In case your meltdown involved aggressive behavior towards others, or behaviors such as throwing objects or slamming doors, apologize and make a plan to cope differently the next time you’re upset or stressed. If you find yourself often showing a disproportionate emotional response or seem to lose control easily, you might consider seeing a therapist for guidance on ways to avoid these outbursts. Neither having an emotional meltdown nor exhibiting physical or verbal aggression in response to this meltdown is an excuse for such abuse.

Do not shame yourself for feeling overwhelmed; we all experience this from time to time.”

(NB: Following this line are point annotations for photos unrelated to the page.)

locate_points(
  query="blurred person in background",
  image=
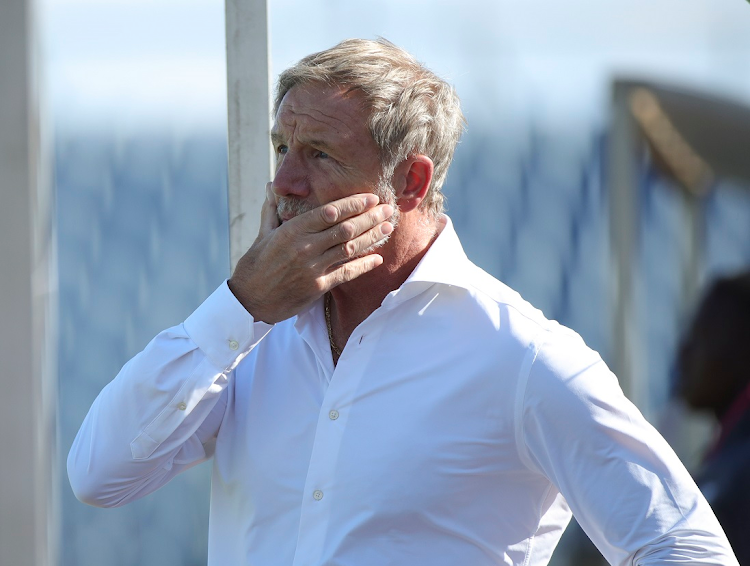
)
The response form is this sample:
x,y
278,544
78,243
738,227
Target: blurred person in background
x,y
368,395
714,370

How to Prevent Emotional Meltdowns From Happening
You are much less likely to have another meltdown if you learn how to minimize negative stress in your life. Why not take steps to eliminate it altogether so you never have to deal with it again? Here are a few things you can do to get you started:

Implement healthy routines to relieve stress. A stress-reduction plan consists of healthy behaviors such as exercising, journaling, laughing, and meditation. Attempting to deal with day-to-day stressors in their earliest stages, rather than putting them off and allowing them to pile up, diminishes the chance that you’ll ever get to the point of feeling overwhelmed by stress.

As you undergo stress, pay attention to your body. According to research, tight muscles, headaches, exhaustion, and other types of discomfort and pain are common symptoms. Take note of any of these red flags that your body is more stressed than usual, and take steps to cope with that stress in healthy ways instead of letting it boil over.

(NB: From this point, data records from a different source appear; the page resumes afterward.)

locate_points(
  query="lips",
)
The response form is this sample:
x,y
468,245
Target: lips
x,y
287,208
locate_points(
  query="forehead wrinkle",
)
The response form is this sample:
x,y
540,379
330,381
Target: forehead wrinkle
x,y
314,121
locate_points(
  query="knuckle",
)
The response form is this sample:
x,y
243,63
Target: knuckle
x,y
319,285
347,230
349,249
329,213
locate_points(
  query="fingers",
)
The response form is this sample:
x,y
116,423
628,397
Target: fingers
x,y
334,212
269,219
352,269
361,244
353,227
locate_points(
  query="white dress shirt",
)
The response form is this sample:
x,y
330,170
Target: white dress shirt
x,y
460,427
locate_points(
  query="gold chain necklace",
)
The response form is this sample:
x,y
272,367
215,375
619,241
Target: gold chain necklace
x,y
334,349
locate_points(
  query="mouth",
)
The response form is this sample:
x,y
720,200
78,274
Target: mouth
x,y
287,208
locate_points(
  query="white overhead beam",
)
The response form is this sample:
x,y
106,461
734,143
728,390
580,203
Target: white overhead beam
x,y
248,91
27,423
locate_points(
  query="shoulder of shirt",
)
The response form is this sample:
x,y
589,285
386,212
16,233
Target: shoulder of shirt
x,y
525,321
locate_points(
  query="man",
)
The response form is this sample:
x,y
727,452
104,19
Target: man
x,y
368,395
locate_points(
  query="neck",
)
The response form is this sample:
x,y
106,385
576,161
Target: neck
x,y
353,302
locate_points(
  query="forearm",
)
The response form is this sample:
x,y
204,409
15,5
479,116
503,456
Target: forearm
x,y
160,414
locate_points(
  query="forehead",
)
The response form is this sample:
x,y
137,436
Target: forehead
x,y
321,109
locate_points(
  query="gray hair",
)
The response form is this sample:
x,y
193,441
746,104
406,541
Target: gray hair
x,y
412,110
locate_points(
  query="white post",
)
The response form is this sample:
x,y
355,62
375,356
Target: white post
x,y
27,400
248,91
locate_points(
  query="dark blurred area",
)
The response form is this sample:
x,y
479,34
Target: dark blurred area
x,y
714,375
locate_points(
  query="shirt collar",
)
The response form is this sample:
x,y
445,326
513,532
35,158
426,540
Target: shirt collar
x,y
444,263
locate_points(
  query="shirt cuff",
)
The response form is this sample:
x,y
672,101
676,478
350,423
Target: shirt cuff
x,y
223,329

You must face your negative feelings head on and tackle the toughest parts. Sweep your problems under the rug and they’ll never be resolved. Once you can ‘describe’ a feeling, you can ‘tame’ a feeling. Speaking out your feelings helps you understand why they are there and how to better deal with them when they are unavoidable.

Seek support from family and friends. Enlisting family and friends for support can significantly reduce stress. If your loved ones can, ask them to take a few things off your already-full plate. Or, try talking with someone who is willing to listen to you without judging you.

You can reduce stress by spending more time in nature. Being in a natural environment has calming effects. Being in contact with nature’s sounds and sights, such as wind blowing, water running, and birds and insects making their natural sounds, can decrease pulse rate and cortisol (stress hormone) levels, according to research (PDF).

Sometimes it’s just necessary to take a break to spend time with oneself, doing something they enjoy and as we all know, laughter is the best medicine. A good laugh helps your circulatory system and muscles to relax, releases feel-good endorphins, and has been found to ease symptoms of stress.

Seek professional help if you need it. If you’re feeling overloaded, see a therapist or mental health provider for their opinion on how to reduce your feelings of being overwhelmed or come up with an alternative method for dealing with what’s going on. A therapist may use many different methods in order to help patients cope with stress, anxiety, and other difficult emotions.